C’est en 1992 que certains composés chimiques pouvant interférer avec le métabolisme des hormones et perturber le fonctionnement du système endocrinien sont, pour la première fois, qualifiés de “perturbateurs endocriniens”.
Le vocabulaire était nouveau, mais pas le constat forgé depuis des décennies à partir d’observations faites dans la nature et en laboratoire : des composés naturels (phyto-œstrogène par exemple) ou de synthèse (certains polluants, pesticides, cosmétiques, phtalates par exemple) peuvent avoir des effets ostrogéniques.
La notion de perturbateur endocrinien est aujourd’hui admise par les instances scientifiques, sanitaires et politiques, malgré une absence de définition commune au niveau mondiale.
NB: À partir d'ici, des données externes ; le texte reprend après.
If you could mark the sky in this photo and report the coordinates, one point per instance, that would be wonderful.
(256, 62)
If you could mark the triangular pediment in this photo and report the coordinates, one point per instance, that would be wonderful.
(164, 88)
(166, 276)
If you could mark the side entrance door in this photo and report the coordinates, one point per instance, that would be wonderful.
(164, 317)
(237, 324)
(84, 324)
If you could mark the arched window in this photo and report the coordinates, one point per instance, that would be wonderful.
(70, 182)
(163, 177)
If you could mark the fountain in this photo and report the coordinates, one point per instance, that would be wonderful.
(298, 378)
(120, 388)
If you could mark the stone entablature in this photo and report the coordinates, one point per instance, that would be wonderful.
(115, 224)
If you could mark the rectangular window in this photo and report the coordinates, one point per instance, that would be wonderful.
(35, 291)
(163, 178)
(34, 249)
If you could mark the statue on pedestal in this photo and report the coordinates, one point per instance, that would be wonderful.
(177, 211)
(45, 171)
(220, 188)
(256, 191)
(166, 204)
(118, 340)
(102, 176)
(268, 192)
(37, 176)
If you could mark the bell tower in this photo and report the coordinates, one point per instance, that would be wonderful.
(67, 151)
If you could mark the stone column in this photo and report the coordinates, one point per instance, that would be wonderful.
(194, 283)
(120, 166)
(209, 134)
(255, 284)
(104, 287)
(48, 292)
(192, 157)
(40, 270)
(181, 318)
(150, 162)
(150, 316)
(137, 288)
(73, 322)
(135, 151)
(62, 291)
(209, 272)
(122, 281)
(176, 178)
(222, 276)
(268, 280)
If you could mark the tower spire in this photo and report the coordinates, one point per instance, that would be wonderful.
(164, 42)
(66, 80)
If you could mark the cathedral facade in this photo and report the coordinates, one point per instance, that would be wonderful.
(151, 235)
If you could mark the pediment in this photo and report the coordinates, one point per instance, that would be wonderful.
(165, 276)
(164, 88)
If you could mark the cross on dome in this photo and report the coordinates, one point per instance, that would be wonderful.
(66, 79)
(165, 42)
De nombreuses études tendent à montrer leur effet néfaste sur la santé, l’environnement et la faune.
La définition la plus communément admise des perturbateurs endocriniens est celle élaborée par l’OMS (Organisation mondiale de la Santé) en 2002 : “Un perturbateur endocrinien potentiel est une substance ou un mélange exogène, possédant des propriétés susceptibles d’induire une perturbation endocrinienne dans un organisme intact, chez ses descendants ou au sein de (sous)- populations. Cette catégorie est divisée en deux sous- catégories : la catégorie 2a pour les perturbateurs endocriniens suspectés et la catégorie 2b pour les perturbateurs endocriniens pour les substances possédant des indications de propriétés de perturbation endocrinienne”.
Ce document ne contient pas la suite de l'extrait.